Based on the results, I prefer ANN_M as it has the lower one-step RMSE 4.19 compared to the 4.22 for the damped version, so it’s more accurate.

d. Check that the residuals from the best method look like white noise.

best_fit <- myseries |> model(HW_M_damped = ETS(Turnover ~ error("A") + trend("Ad") + season("M")))
best_fit |> gg_tsresiduals()
## Warning: `gg_tsresiduals()` was deprecated in feasts 0.4.2.
## ℹ Please use `ggtime::gg_tsresiduals()` instead.
## This warning is displayed once every 8 hours.
## Call `lifecycle::last_lifecycle_warnings()` to see where this warning was
## generated.

augment(best_fit) |> # Ljung–Box test for remaining autocorrelation
  features(.innov, ljung_box, lag = 24, dof = 3)

e. Now find the test set RMSE, while training the model to the end of 2010. Can you beat the seasonal naïve approach from Exercise 7 in Section 5.11?

myseries_train <- myseries |> filter(year(Month) <= 2010)
myseries_test  <- anti_join(myseries, myseries_train)
## Joining with `by = join_by(Month, Turnover)`
fits_train <- myseries_train |>
  model(
    HW_M        = ETS(Turnover ~ error("A") + trend("A")  + season("M")),
    HW_M_damped = ETS(Turnover ~ error("A") + trend("Ad") + season("M")),
    SNAIVE      = SNAIVE(Turnover ~ lag("year"))
  )

fc_test <- forecast(fits_train, new_data = myseries_test)

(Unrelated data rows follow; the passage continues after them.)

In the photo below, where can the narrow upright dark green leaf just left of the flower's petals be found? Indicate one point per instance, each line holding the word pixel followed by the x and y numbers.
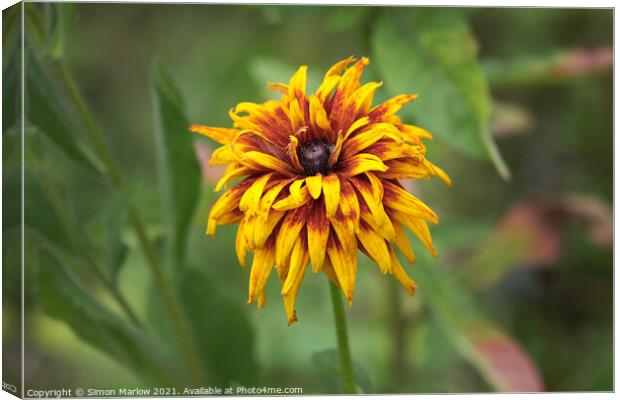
pixel 178 167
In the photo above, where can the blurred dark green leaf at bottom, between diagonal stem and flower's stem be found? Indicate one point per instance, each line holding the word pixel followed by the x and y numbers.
pixel 221 328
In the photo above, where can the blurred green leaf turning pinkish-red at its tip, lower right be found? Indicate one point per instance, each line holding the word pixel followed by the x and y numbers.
pixel 500 359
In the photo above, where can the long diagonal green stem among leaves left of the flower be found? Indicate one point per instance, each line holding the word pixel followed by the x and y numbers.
pixel 179 324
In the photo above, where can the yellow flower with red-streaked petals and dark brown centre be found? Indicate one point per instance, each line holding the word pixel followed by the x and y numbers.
pixel 320 182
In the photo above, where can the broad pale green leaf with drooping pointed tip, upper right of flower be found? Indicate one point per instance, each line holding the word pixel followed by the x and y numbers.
pixel 431 52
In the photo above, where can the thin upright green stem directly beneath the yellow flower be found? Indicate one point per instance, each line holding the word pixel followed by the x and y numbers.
pixel 346 365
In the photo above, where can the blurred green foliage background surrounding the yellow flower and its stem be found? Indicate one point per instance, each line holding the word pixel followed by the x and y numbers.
pixel 519 101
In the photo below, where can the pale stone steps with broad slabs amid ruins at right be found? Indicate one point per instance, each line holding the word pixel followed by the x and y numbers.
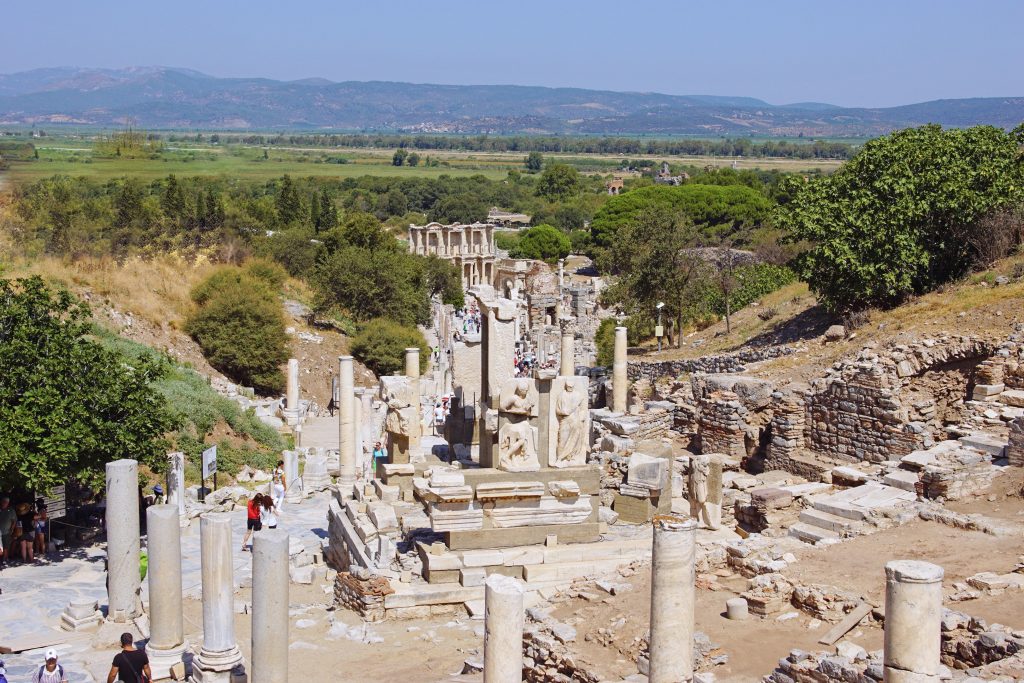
pixel 832 519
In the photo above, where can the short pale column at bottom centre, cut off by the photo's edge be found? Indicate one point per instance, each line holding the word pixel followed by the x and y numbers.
pixel 503 623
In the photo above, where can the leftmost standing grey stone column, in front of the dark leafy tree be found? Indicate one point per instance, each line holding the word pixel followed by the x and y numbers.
pixel 122 540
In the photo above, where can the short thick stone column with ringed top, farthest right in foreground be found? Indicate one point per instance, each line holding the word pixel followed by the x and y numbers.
pixel 914 622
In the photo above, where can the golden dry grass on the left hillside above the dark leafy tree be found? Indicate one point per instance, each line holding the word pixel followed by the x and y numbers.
pixel 156 289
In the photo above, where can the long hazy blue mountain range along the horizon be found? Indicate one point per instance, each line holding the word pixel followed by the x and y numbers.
pixel 179 99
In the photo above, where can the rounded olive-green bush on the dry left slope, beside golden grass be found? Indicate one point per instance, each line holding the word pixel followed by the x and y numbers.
pixel 240 326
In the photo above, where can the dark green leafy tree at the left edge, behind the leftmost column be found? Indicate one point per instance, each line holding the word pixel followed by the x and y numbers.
pixel 67 405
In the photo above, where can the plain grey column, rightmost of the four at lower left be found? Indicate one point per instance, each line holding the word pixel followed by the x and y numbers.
pixel 270 624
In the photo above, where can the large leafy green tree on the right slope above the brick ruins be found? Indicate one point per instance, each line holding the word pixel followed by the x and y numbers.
pixel 906 215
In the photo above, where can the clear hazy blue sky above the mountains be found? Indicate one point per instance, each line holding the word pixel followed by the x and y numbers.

acc_test <- accuracy(fc_test, myseries) |>
  dplyr::select(.model, RMSE) |>
  arrange(RMSE)
acc_test

Based on the results, the damped Holt–Winters multiplicative model has lower RMSE (1.362746) than SNAIVE (1.551981), so it beats the seasonal naïve benchmark, while the undamped HW_M does not (1.771684).

8.9

For the same retail data, try an STL decomposition applied to the Box-Cox transformed series, followed by ETS on the seasonally adjusted data. How does that compare with your best previous forecasts on the test set?

# train/tset
yseries_train <- myseries |> filter(year(Month) < 2011)
myseries_test  <- anti_join(myseries, myseries_train)
## Joining with `by = join_by(Month, Turnover)`
lambda <- myseries_train |>
  features(Turnover, guerrero) |>
  dplyr::pull(lambda_guerrero)
# STL on Box–Cox data
fit_stl <- myseries_train |>
  model(
    STL_ETS = decomposition_model( # ETS on the seasonally-adjusted series
      STL(box_cox(Turnover, lambda) ~ season(window = "periodic")),
      ETS(season_adjust ~ error("A") + trend("Ad") + season("N"))
    )
  )

# test period and test RMSE
fc_stl  <- fit_stl |> forecast(new_data = myseries_test)
acc_stl <- fc_stl  |> accuracy(myseries) |> dplyr::select(.model, RMSE)

fit_hw  <- myseries_train |>
  model(HW_M_damped = ETS(Turnover ~ error("M") + trend("Ad") + season("M")))
fc_hw   <- fit_hw |> forecast(new_data = myseries_test)
acc_hw  <- fc_hw  |> accuracy(myseries) |> dplyr::select(.model, RMSE)
dplyr::bind_rows(acc_hw, acc_stl)

Based on these results, the performance of STL_ETS was not as accurate with a RMSE of 1.212853, compared to my previous best HW_M_damped’s RMSE of 1.151260.